Machine learning-Support vector machine (SVM)

Last Update:2016-04-07 Source: Internet

Author: User

Tags cos svm

Developer on Alibaba Coud: Build your first app with APIs, SDKs, and tutorials on the Alibaba Cloud. Read more ＞

A long time ago to learn the SVM, always feel that is not to find the middle of the line, but some ambiguous, real programming time is a lump of paste, parameters randomly test, no discipline. Since this chapter has been re-learned, it is necessary to understand the areas that have not been understood before, do not work hard again ~ algorithm is very simple, if not learn, just because lazy ~ write this paragraph, just to remind yourself

The following images are used in the courseware of Yang Yi teacher of Shanghai Jiaotong University, the website is as follows: http://bcmi.sjtu.edu.cn/~yangyang/ml/

Support Vector machine is a kind of classification method, it is just the name, it looks very complex.

A line in the middle: a coefficient w is required for classification

Support vectors: points on a linear hyper-plane that can be understood as points on both sides of the line

Requirement: The distance between the middle line and the line on the two sides is equal. The number of support vectors (which can be imagined as points on each line on the two lines) <= m +1,m is the dimension of the feature X.

Purpose: Find the parameters W and B of the middle line.

Linear SVM

This figure I looked for a long time, has not understood the y where, according to the formula clearly directly to find all x ah, y = a? y = a-B?

In fact, Y is not an axis here, is classified 0,1,2,..., 1,-1 and the like, all axes are x1,x2,x3,.... That's it!
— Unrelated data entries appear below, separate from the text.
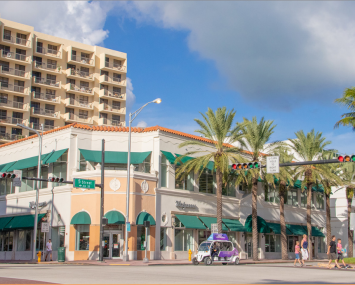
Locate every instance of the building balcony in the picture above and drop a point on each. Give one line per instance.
(78, 74)
(11, 120)
(104, 93)
(46, 113)
(9, 88)
(21, 74)
(45, 97)
(48, 67)
(106, 108)
(13, 105)
(80, 105)
(75, 118)
(112, 80)
(17, 41)
(105, 121)
(15, 56)
(48, 52)
(82, 90)
(46, 82)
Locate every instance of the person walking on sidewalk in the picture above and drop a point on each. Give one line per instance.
(304, 250)
(49, 249)
(297, 253)
(332, 253)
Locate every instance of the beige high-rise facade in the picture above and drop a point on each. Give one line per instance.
(50, 81)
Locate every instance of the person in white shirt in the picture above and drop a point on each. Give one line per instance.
(49, 249)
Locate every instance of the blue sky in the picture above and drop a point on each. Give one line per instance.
(284, 61)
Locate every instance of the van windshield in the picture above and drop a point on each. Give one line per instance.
(204, 246)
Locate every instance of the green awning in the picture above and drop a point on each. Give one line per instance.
(23, 222)
(4, 221)
(115, 217)
(234, 225)
(297, 230)
(144, 216)
(191, 222)
(262, 225)
(212, 220)
(53, 156)
(114, 156)
(276, 229)
(169, 156)
(81, 218)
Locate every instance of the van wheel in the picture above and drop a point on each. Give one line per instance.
(208, 261)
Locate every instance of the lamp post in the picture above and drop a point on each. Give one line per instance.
(132, 116)
(37, 192)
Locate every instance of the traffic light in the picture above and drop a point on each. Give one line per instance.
(54, 179)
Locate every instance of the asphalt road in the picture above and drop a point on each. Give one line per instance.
(183, 274)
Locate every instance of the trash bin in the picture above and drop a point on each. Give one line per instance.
(61, 254)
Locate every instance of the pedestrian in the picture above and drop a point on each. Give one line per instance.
(297, 253)
(340, 253)
(304, 250)
(332, 253)
(49, 249)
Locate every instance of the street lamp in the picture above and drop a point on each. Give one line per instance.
(37, 192)
(132, 116)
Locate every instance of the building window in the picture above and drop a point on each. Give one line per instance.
(164, 171)
(141, 238)
(272, 243)
(163, 239)
(24, 240)
(82, 237)
(183, 240)
(272, 194)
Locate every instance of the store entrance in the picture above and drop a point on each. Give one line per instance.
(113, 243)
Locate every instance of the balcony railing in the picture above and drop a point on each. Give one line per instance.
(45, 81)
(10, 137)
(82, 59)
(116, 66)
(79, 73)
(16, 40)
(12, 55)
(11, 104)
(10, 120)
(10, 87)
(48, 51)
(12, 71)
(44, 112)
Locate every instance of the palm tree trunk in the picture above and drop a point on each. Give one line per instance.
(284, 254)
(350, 233)
(219, 200)
(254, 214)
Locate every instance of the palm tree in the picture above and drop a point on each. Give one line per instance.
(216, 127)
(348, 100)
(285, 179)
(256, 135)
(310, 148)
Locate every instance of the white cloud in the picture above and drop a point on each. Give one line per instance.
(74, 20)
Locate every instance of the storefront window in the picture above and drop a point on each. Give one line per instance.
(82, 237)
(24, 240)
(183, 240)
(141, 238)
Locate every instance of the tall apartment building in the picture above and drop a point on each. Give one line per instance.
(50, 81)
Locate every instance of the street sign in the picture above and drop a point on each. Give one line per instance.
(83, 183)
(16, 182)
(45, 227)
(272, 164)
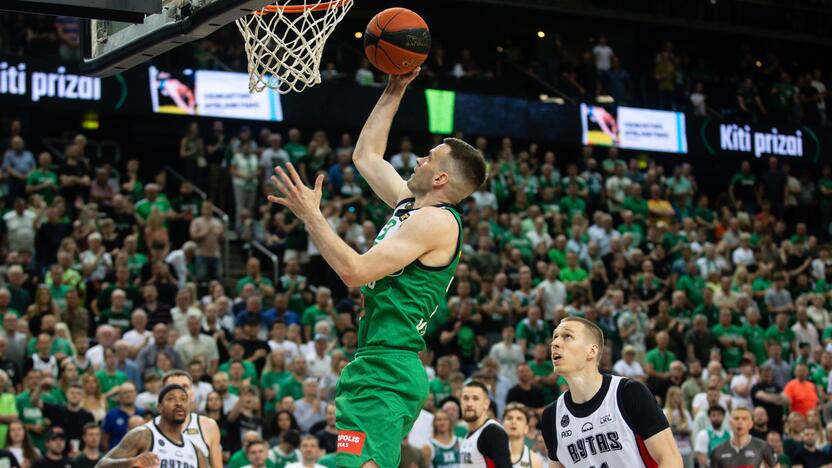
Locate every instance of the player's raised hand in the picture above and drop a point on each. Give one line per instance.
(299, 198)
(145, 460)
To figure out the concept, it's good to understand the following:

The distance between the two lines directly take wx1 + B = A and wx2 + B = A subtraction is good (X1 is the point on the top line, X2 is the point on the bottom line), As for God Horse 2r is just the vertical distance, very simple, two point coordinates subtraction is two points between the vector, the membrane is the distance, find two lines The point perpendicular to the category line is OK to pull. The real derivation of this formula is this:

W (x1-x2) =2a

|| w| | || x1-x2| | Cos<w, x1-x2> = 2a

|| x1-x2| | Cos<w, x1-x2> = 2a/| | w| |

The distance is to the left of the formula.
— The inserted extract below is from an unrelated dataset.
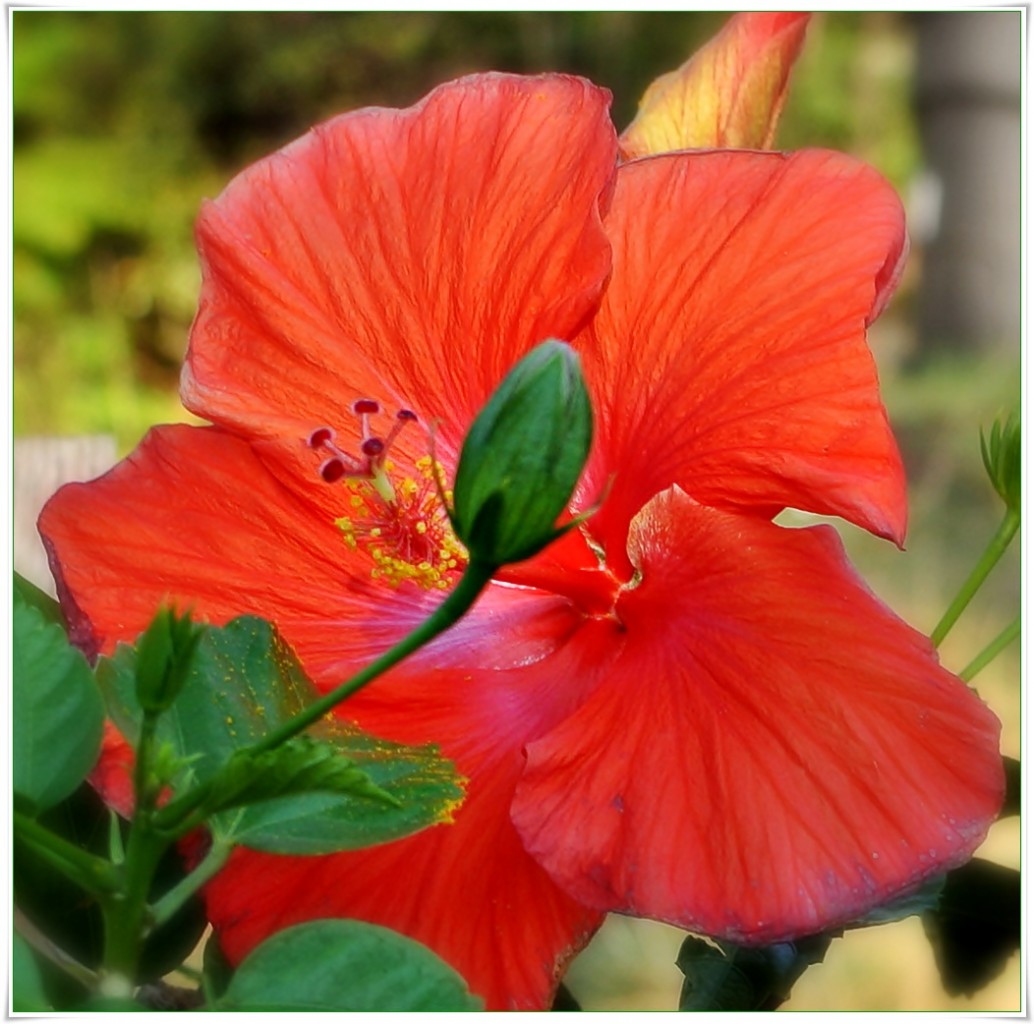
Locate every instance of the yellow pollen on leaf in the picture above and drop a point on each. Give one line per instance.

Proof of the first question to understand, here on the line refers to X1 and X2 are in WX + b =0 This line, subtraction is just <w, x1-x2> = 0

Explain:

Ideally, all positive samples (Y=1) in WX + B = A line of the top, all negative samples (y=-1) in WX + b =-a line below, but the two formula is too troublesome, then the y as a positive sign to the front of the good, just the upper and lower two straight line formula to adapt to the synthesis of this: (WX + b) y = A, such points are on-line, but we require positive and negative samples on both sides, so change = >=

Max says it's not enough to just meet the formula below, we need two lines in the middle of the maximum distance

In short: For any point J to make two lines of the largest distance between the W and b

Always with a inconvenient, so we divide the equation on both sides of a, there is a new W and B, no matter, anyway is the symbol, so there is no change.

Since a has become 1, maximize the 2a/| | W | | The Upside is the | | W | | /2, it can also be simplified for the sake of W. W = | | W | | The minimum value of ~

Nonlinear SVM

Everything seems to be progressing very well, however! Real data is likely to come up with some less-than-friendly points!
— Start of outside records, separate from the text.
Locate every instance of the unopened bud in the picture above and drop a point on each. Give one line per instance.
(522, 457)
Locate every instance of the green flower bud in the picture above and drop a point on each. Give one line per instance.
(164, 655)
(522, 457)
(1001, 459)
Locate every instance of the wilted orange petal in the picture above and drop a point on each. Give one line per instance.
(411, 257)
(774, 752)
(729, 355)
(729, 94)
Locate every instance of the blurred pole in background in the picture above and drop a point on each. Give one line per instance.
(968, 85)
So, we need to tolerate these mistakes ~

C:tradeoff parameter is actually a factor

#mistake: The number of errors, the point for each error is 1, the correct point is taken 0, and finally added together (the formula in order to make the total error minimum)

C and #mistake are variables that can be combined together to become one, but not easy to understand

#mistake是算出来的, the factor C is based on cross-validation-(cross-validation: I don't know, I'll say it later.)

There is a drawback to the formula above: For those that are not on the outside of the category line are defined as false (i.e., non-black, white, 0/1 loss), without considering the problem of deviation size

The formula changes the #mistake so that the corresponding deviation is calculated for each sample of the error, so that in the formula, all deviations are added to the smallest amount.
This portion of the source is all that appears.